Football players at North Carolina made
up more than a third of enrollments in suspect classes within a
department the school investigated for academic fraud.
The school said Tuesday football players
represented 246 of 686 enrollments (36 percent) in the 54 courses within
the Department of African and Afro-American Studies between summer 2007
and summer 2011. Those classes lacked appropriate supervision and were
called "aberrant" or were "taught irregularly" with limited contact
between instructors and students, according to a university report
released Friday.
Men's basketball players
represented 23 enrollments, roughly 3 percent, during that span.
The school's investigation found fraud and poor
oversight, including unauthorized grade changes and reports of grade
rolls with what appear to be forged faculty signatures. The report found
no evidence of favorable treatment for student-athletes or grades
awarded without written work.
The News and
Observer of Raleigh first reported the athlete enrollment figures
Monday.
The probe was a result of an NCAA investigation into the football program. In
one of the suspect classes, a former football player wrote a research
paper that later led to accusations of plagiarism.

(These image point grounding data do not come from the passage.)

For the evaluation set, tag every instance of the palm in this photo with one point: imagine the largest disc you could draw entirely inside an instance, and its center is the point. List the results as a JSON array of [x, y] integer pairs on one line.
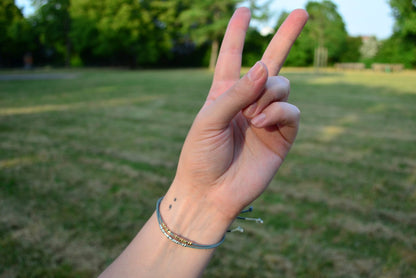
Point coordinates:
[[232, 158]]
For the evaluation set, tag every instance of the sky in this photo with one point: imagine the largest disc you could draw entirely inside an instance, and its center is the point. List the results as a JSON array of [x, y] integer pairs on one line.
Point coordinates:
[[361, 17]]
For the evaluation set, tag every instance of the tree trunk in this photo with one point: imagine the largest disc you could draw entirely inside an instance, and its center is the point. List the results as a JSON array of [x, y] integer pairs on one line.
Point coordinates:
[[214, 54]]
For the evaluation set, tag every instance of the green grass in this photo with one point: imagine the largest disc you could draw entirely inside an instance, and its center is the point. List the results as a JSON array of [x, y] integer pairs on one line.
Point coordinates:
[[83, 161]]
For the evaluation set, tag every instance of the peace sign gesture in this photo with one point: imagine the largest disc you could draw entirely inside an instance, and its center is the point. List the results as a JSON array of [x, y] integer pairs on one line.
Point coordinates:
[[246, 127], [235, 146]]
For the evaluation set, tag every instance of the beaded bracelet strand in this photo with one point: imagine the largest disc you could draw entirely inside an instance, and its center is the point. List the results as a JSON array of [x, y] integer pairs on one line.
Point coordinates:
[[179, 239]]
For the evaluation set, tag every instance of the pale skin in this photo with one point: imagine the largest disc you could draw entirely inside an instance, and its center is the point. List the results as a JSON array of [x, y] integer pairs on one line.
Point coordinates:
[[235, 146]]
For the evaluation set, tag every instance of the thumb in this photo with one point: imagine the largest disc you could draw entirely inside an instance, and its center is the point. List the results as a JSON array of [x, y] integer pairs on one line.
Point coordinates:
[[247, 90]]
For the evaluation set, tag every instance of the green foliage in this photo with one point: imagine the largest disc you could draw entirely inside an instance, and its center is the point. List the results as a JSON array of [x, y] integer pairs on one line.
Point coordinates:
[[326, 28], [83, 161], [53, 23], [16, 35], [401, 47]]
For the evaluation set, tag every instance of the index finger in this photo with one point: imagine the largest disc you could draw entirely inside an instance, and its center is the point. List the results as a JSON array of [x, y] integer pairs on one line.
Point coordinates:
[[278, 49], [227, 69]]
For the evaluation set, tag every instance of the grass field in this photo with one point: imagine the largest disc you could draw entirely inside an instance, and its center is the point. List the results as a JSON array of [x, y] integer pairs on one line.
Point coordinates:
[[84, 159]]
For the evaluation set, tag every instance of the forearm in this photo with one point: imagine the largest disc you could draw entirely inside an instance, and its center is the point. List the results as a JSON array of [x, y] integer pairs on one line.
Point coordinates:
[[152, 254]]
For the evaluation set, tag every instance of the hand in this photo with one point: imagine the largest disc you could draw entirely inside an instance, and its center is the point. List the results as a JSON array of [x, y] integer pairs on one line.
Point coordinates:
[[246, 127]]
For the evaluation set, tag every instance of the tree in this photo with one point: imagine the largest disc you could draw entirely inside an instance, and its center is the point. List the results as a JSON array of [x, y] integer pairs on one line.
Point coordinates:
[[401, 46], [327, 29], [16, 34], [126, 32], [53, 21], [206, 21]]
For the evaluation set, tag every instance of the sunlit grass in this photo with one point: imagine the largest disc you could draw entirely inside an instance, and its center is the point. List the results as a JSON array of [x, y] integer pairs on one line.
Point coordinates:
[[83, 161]]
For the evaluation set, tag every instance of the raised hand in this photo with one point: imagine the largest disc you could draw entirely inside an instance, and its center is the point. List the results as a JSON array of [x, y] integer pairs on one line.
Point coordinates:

The report directed blame toward the former
department chairman and a now-retired administrator.
Julius Nyang'oro resigned as chairman last year and
will retire in July. His name on the grade rolls or he was listed as
instructor for 43 courses considered aberrant or taught irregularly from
2007-09. He was also the instructor for the only two classes that
qualify as taught irregularly after 2009, according to the report.
The administrator, Deborah Crowder, worked under
Nyang'oro and wouldn't talk with school investigators. UNC found no
aberrant courses or unauthorized grade changes after her September 2009
retirement, according to the report.